Thu. Sep 12, 2024 10:00 AM - 12:00 PM ES024 (Higashiyama Campus)

Chairperson:Masanori Kurosawa, Hiroshi Kitawaki

10:35 AM - 10:50 AM

[R1-03] Clay mineral characterization by Optical Photothermal Induced Resonance (O-PTIR)

「発表賞エントリー」

*Taro Kido1, Yohey Suzuki1 (1. The University of Tokyo)

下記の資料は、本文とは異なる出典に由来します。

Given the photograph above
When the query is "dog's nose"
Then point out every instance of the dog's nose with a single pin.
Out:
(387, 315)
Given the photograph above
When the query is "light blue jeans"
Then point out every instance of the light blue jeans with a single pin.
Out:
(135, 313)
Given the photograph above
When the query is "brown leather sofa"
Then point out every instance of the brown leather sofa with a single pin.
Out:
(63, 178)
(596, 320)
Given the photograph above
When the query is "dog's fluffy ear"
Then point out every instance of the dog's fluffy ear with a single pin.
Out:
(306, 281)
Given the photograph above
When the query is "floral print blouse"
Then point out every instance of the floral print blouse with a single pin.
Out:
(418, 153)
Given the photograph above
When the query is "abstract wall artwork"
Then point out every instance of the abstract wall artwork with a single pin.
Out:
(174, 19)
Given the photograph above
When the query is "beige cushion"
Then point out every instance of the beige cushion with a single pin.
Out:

Keywords:smectite, IR spectroscopy, Raman spectroscopy, X-ray diffraction, SEM-EDS

粘土鉱物の同定で最も有効な分析手法は粉末試料のX線回折法(XRD)である。粘土鉱物の中でも膨潤性に富むスメクタイトは、エチレングリコールで処理することで底角側のピークがシフトすることで同定が可能である。しかし、この方法では岩石中の鉱物から形成した微少量の粘土鉱物を同定する場合にはしばしば問題が発生する。例えば、岩石中で一次鉱物と粘土鉱物の位置関係を明らかにできない問題、また十分な量の試料が得られないと明瞭なピークの取得が困難という問題がある。これらの問題を解決するために、結晶中の結合の情報と元素情報の両方を明らかにできる赤外分光法、特に光熱変換型赤外分光法(O-PTIR)を用いた粘土鉱物の同定を試みた。O-PTIRの原理は、試料に波長を変えられる赤外光レーザーを照射し、試料を赤外光で熱膨張させ、その熱膨張を赤外光レーザーと同軸の可視光レーザープローブで測定する。このように、O-PTIRは通常の赤外分光法と同様のスペクトルが得られる分析手法である。通常の赤外分光法の分析では、透過試料を作成する必要があり、透過しない岩石薄片から赤外スペクトルを得ることは困難であった。一方で、O-PTIRでは試料の上部から非接触・不透過で分析可能なため、岩石薄片に含まれる粘土鉱物の赤外スペクトルを容易に得られることが予想される。粘土鉱物の標準試料を顕微赤外分光法(μFT-IR)とO-PTIRで分析し、O-PTIRで粘土鉱物の赤外スペクトルが得られるか検証した。また、O-PTIRの分析で標準試料から得られたスペクトルと天然試料との比較することで、岩石薄片に含まれる粘土鉱物の位置の特定と同定を実施した。天然試料には東北沖のマントルゼノリスを含むプチスポット火山の玄武岩を対象とし、噴出後の深海底でマントルゼノリスと海水が反応することで形成した粘土鉱物を同定することを目的とした。モンモリロナイトの標準試料(JCSS-3101)のμFT-IRの分析では、910 cm-1、1030 cm-1、1110 cm-1、1640 cm-1のピークが認められ、O-PTIRでも同様のピークが認められた。よって、O-PTIRの分析では粘土鉱物、特にスメクタイトからスペクトルが得られることが確かめられた。当日の発表では、標準試料と天然試料について、μFT-IRとO-PTIRのスペクトルだけでなく、顕微ラマン分光法による分光分析やエネルギー分散型X線分光装置付属の走査型電子顕微鏡(SEM-EDS)による元素分析の結果と比較し、天然試料におけるO-PTIRによる粘土鉱物の同定の可能性や分析対象の拡張性について議論する。